Scanga aptly introduced his latest body of work, which makes strategic use of floral arrangements, in Santa Barbara, a year-round garden paradise. Each sculpture is made of found objects, mainly antiquated tools and architectural scraps, welded together to form tall vertical shapes. Each work features a conical glass vessel containing different kinds of fresh flowers, some in bunches, some alone. The vases, varying in height from 19 to 26 inches, sit in iron ring-shaped holders attached to the metal upright part of the sculpture. Many of the tools are painted in Scanga's signature expressionistic style. It was a buoyant experience to see these 12 witty, totemic sculptures - a vision of unexpected pleasure.

For the past 20 years, Italian-born Scanga (now based in San Diego) has occasionally incorporated glass forms into his mixed-medium work. But these are the first pieces in which he has used such gorgeously colored, hand-blown glass in such a utilitarian mode. His contemporary-styled vases - most in intense, scumbled reds, greens and blues, with contrasting lips - were made by a Murano craftsman at the Pilchuck Glass Center in Seattle, under Scanga's supervision. An important part of the concept behind the new series is the participatory nature of the pieces, which goes beyond their collaborative fabrication. The gallery (or owner of the work), not the artist, gets to do the floral arrangement - choosing the roses, delphiniums, gladioli or birds of paradise to finish off what Scanga started.

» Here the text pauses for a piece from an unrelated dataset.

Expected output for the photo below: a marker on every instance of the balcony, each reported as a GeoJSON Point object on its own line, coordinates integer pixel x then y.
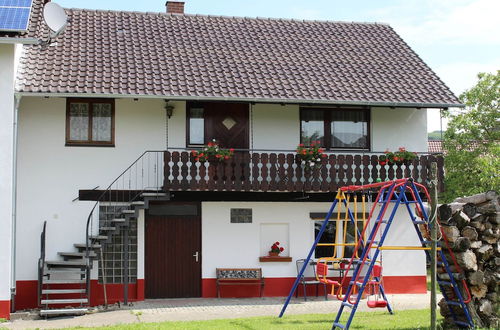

Inspired by museums and flea markets, Scanga unabashedly dips into both art history - a full range of 20th-century "-isms" - and leftover stuff from everyday life to make his work. He ferrets out such discarded objects as a scythe, a doorknob, a chain, a scale, a frying pan, a ladle and a wrought-iron cowboy riding a bucking bronco to construct his floor-standing and table-sized assemblages. Like the objects in George Herms's or Betye Saar's work, Scanga's recycled artifacts evoke memories and questions about the past. Recontextualized in works of art, our culture's junk provokes us to reassess our disposable environment.

The essence of Scanga's strategy is clearest in one of the more successful works, a 70-by-16-by-14-inch sculpture titled Ice Tong and a Wrench. Here the contrasts and counterbalances are at their most effective. The organic flower atop the man-made tools invites an allegorical reading - life and death, perhaps. The ice saw's sharp-toothed edge, aggressive and dangerous, is pointedly incongruous with the delicate calla lily. And, adding to the internal contradictions of this sculpture, the transparent glass vessel, fragile and reflective, is placed in implicit opposition to the rugged steel blade.

This show marked a major shift for Scanga, not only in his choice of materials (primarily metal instead of his customary wood), but also in his willingness to allow his work to be "completed" by the variable addition of short-lived flowers. Here he seems to have won his gamble, demonstrating that art can be accessible, potentially useful, participatory and beautiful - attributes not often valued in the postmodernist mainstream.